So yes, I’ve been very lucky. But having this circle of supportive, witty, kind, thoughtful friends has made me aware of the people who aren’t always as helpful. I’ve broken them down into three categories.
1. People with strong opinions about children’s behaviour and how parents should manage it, despite not being parents themselves.
The people in this group aren’t parents, which makes a bit of a mockery of the title of this essay, but that’s just the kind of rule-breaker I am.
I’m quite sure that every single person in the developed world has made at least one disparaging comment about parents and children before being parents themselves, usually after witnessing a public tantrum or seeing a kid running amok in a restaurant. I know that I was a bloody awesome and highly knowledgeable would-be parent. Of course, those of us who go on to have our own kids rapidly realise that occasionally seeing how our nieces, nephews, or friends’ kids behave is absolutely no substitute for being a parent ourselves. Those of us with any self-awareness blush inwardly at the thought of the stupid things we used to think (and say, although hopefully not to actual parents, who must have really laughed at us in private). Long story short: you can obviously have all of the opinions you like about how children should be parented, but regardless of your experience as a nanny, teacher, aunt, or anything else, if you haven’t actually raised a child yourself you only know around 1% of what’s involved.
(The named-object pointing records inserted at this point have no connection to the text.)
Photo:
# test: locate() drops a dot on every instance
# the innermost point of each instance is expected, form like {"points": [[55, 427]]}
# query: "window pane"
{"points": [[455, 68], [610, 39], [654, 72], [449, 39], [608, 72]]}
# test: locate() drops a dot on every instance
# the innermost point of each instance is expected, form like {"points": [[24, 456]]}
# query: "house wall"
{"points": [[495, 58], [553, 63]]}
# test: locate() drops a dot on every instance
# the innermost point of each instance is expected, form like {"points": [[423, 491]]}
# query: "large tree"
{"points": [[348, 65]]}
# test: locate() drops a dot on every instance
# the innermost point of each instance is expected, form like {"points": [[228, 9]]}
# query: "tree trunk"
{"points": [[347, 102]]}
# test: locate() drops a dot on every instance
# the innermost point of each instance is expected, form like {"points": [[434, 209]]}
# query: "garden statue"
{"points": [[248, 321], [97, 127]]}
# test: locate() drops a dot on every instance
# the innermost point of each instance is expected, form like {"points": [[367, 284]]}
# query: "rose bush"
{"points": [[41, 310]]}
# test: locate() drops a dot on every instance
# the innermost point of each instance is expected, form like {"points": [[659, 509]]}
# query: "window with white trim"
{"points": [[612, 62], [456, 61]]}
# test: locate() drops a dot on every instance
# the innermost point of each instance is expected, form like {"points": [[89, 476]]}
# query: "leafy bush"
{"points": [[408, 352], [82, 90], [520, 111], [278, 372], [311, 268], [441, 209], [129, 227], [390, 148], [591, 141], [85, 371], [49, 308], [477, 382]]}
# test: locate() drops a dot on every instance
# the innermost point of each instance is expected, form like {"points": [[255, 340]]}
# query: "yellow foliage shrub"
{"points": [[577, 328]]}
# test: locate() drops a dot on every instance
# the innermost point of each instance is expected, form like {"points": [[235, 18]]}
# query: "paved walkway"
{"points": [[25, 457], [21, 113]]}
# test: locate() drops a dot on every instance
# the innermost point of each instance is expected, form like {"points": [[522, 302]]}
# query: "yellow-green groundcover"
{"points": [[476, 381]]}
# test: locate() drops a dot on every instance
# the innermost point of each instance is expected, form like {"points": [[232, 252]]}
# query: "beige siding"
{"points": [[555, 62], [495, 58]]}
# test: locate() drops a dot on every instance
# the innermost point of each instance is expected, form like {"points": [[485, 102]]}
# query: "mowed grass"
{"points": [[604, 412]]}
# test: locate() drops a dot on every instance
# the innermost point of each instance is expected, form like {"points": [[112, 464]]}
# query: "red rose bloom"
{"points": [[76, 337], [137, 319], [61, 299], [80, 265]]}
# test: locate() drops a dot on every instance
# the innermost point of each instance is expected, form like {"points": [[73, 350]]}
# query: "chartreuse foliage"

2. Parents of older children who endlessly tell you “you think that’s bad – wait until your kid hits the [whatever horrors await] stage!”.
This is a common affliction amongst some parents: the urge to supposedly reassure a parent who is struggling with their child’s current stage by telling them that said current stage is actually no big deal compared with the much more awful stages that lie ahead. I definitely had a few people who pulled this trick on me, particularly in the early days. It’s a response that I will never understand. If, for example, I’m finding the newborn stage really scary, challenging, and exhausting, how is it helpful to tell me that future stages will be even worse? It does nothing to minimise my current struggles, or make me feel understood or supported. It just makes a struggling parent feel like there’s nothing but bad times, now and later, and that’s not good for a person’s mental health.
I’m sure that all parents have a wry smile at some of the things that people who are less far down the parenting track than them say (or post about). I’ll certainly own up to having a wee chuckle recently, when a new twin mum posted on our multiple birth club’s page about how her two day old babies were so good and well behaved. But in my opinion telling somebody who is being driven crazy by their four month old’s sleep regression that the toddler stage is even worse is just unkind. See also: telling parents of tantrum-throwing two year olds that they don’t know bad behaviour until they’ve dealt with three year olds; and telling parents of three year olds that the cheekiness and deliberate naughtiness is nothing on the high jinks of four year olds; and telling parents of smart-mouthed four year olds that they’ve never seen an attitude like they can expect to see when their kids start school; and telling parents of contrary primary school-aged kids that their hair will curl at the antics of teenagers.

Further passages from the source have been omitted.